During my PhD, I worked on synthesizing and characterizing PLA-based block copolymers for co-encapsulation of biologics and chemotherapeutics, and evaluated their efficacy against breast cancer and AML through in vitro and in vivo studies. This included extensive experience in cell culture assays, tumor model development, drug administration, and pharmacokinetics in mice.
In my postdoctoral research, I focused on multifunctional metal oxide core–shell nanomaterials for near-infrared and tumor microenvironment-responsive combination therapy in triple-negative breast cancer, gaining expertise in chemodynamic, photothermal, and photodynamic approaches along with advanced inorganic nanomaterial characterization.
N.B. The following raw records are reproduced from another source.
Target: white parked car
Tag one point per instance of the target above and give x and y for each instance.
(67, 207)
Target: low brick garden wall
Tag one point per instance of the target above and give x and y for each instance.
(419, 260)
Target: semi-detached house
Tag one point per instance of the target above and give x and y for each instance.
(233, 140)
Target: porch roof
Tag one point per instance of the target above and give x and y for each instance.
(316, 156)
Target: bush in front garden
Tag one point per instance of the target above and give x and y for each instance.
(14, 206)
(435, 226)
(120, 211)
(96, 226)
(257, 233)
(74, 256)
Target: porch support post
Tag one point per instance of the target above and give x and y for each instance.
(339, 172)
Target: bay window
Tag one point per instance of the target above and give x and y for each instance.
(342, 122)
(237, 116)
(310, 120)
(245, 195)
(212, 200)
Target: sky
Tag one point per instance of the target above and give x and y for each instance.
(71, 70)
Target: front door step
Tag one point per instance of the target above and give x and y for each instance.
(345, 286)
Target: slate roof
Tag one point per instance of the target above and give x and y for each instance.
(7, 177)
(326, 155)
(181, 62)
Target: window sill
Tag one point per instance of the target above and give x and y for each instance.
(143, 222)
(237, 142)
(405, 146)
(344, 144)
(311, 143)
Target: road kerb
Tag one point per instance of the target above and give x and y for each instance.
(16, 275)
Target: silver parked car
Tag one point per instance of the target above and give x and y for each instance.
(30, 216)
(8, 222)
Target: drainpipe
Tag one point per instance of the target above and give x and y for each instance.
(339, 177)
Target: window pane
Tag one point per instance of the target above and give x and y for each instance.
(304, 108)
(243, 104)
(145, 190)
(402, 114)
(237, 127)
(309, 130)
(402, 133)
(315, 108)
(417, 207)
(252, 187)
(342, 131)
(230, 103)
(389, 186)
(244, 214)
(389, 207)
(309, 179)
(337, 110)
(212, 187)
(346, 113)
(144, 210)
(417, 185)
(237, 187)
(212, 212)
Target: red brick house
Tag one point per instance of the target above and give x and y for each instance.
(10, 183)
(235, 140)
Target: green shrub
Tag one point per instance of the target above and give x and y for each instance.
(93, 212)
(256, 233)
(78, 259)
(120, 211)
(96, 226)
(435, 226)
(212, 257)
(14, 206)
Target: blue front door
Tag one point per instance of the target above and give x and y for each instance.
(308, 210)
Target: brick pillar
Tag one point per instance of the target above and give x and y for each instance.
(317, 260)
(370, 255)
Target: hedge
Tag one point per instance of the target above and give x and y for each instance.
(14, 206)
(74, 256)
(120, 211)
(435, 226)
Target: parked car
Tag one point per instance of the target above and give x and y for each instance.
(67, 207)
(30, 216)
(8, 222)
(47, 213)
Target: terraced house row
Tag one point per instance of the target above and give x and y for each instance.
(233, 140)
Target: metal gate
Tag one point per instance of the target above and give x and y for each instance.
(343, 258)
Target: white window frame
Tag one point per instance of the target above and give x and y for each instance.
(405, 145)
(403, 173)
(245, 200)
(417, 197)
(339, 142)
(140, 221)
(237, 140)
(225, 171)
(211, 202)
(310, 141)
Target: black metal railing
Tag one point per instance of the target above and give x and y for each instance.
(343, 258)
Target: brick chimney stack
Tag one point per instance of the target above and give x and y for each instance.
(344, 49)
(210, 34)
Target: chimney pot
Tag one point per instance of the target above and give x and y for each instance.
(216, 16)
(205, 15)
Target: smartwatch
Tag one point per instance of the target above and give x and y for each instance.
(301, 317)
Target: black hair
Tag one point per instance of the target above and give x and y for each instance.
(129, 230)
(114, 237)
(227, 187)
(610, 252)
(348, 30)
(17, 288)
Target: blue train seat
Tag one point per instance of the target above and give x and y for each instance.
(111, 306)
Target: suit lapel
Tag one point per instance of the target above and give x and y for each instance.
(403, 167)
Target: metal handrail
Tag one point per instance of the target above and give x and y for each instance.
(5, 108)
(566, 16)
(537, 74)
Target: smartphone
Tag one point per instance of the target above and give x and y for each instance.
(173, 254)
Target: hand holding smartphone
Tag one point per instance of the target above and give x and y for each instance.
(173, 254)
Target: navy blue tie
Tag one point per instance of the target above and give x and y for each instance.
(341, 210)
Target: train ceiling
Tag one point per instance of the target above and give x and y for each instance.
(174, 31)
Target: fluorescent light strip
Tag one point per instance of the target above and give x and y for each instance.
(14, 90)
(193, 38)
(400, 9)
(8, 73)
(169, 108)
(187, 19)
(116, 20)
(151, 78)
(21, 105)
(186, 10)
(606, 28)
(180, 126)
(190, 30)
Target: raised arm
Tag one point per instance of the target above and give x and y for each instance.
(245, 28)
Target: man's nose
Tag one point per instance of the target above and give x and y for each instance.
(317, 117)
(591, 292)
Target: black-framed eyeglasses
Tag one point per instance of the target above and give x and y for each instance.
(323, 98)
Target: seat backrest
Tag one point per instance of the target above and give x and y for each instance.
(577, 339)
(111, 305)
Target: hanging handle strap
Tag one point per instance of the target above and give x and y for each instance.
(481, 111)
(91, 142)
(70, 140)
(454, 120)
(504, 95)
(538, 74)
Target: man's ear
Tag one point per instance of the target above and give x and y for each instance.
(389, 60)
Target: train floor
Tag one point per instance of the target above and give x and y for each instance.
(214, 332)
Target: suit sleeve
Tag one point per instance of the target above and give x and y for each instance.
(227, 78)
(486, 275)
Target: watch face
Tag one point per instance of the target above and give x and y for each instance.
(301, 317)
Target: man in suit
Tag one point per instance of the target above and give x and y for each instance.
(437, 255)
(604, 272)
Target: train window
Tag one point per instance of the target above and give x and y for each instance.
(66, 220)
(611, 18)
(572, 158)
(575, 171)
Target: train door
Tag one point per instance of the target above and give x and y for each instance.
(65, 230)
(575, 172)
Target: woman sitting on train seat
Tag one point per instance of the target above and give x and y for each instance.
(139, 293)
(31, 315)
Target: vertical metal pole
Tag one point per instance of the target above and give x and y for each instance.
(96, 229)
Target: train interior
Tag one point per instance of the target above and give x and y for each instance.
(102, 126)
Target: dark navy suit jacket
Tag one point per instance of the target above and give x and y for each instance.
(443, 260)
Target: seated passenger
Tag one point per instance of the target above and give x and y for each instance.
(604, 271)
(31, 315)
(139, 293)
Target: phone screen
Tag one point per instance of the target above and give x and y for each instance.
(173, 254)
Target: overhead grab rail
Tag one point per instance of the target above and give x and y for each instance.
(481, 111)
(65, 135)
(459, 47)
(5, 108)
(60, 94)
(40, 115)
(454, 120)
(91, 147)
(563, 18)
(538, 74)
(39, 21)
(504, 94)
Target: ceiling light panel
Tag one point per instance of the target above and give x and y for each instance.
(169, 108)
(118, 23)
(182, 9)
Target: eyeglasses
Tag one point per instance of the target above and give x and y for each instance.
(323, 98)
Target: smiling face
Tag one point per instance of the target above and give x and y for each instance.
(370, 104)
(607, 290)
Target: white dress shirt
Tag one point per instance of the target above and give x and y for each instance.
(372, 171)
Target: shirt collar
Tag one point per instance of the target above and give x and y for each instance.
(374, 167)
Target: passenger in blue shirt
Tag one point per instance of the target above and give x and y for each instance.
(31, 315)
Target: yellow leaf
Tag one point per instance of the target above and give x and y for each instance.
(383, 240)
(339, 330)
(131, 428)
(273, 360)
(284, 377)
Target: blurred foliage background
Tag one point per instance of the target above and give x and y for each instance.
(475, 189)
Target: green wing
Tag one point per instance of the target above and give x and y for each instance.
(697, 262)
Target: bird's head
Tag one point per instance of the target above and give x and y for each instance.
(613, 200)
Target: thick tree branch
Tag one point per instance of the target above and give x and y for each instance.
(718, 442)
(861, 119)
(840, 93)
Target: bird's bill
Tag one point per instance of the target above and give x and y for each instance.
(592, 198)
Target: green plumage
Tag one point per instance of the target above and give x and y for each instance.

Overall, my work has resulted in high-impact publications and a strong skill set in nanomaterial-based drug delivery, characterization, and biological evaluation in cancer nanomedicine.
EDUCATION
B.Tech + M.Tech Dual Degree Nanotechnology 2011-2016 Amity University Uttar Pradesh CGPA 8.97 Gold Medalist
Ph.D. Biomedical Engineering 2016-2022 Indian Institute of Technology Delhi
RESEARCH, TEACHING, or OTHER INTERESTS
Materials Science, Multidisciplinary, Bioengineering, Cancer Research
Bioceramic and Antimicrobial Metal Oxide Reinforced Nanocomposites for Maxillofacial Bone Fixation Rahul Sharma, Neha Mehrotra, Inderdeep Singh, Kaushik Pal ACS Applied Bio Materials, 2025 This study develops third-generation poly(lactic acid) (PLA) nanocomposites with tailored degradation, osteoconductivity, and mechanical properties to address the issue of metallic maxillofacial implants, eliminating secondary removal surgeries while providing superior biocompatibility and reducing stress shielding. Hydroxyapatite (HAP), bioceramic-natural-bone-mimicking eggshell-derived nanoparticles (ESNP), and antimicrobial metal oxides (TiO 2 and ZnO) were synthesized using wet chemical precipitation, ball milling, sol–gel, and hydrothermal techniques, respectively, and incorporated into PLA matrices to develop PLA/ES (PE), PLA/HAP (PH), PLA/ES/TiO 2 (PET), PLA/HAP/TiO 2 (PHT), PLA/ES/ZnO (PEZ), and PLA/HAP/ZnO (PHZ) using solvent casting. Structural and compositional analyses of the synthesized nanomaterials and composites were performed using Fourier Transform Infrared Spectroscopy (FT-IR), Energy-Dispersive X-ray Spectroscopy (EDX), X-ray Diffraction (XRD), and Field-Emission Scanning Electron Microscopy (FE-SEM). Mechanical testing revealed that PE and PH composites achieved tensile strengths of 48.66 ± 1.27 MPa and 52.71 ± 0.45 MPa, tensile moduli of 1.94 ± 0.03 GPa and 2.14 ± 0.13 GPa, and Shore D hardness of 79.29 ± 1.31 SHN and 81.25 ± 0.90 SHN, respectively. The incorporation of NPs not only improved surface roughness (2.53 μm) and enhanced hydrophilicity (∼65°) but also exhibited increased biodegradation rates (PEZ: 14.83 ± 0.49%, PHZ: 10.48 ± 0.35% over 9 weeks). Cytocompatibility evaluations using osteoblast (MG-63) cells confirmed ≥ 80% cell viability, with hemolysis rates ≤ 2.82%, demonstrated enhanced osteoconductivity through improved cell adhesion and proliferation, and superior antibacterial activity for the composites containing metal oxides, highlighting their potential suitability for low-load-bearing zones of the maxillofacial region (maxilla and zygoma) implants.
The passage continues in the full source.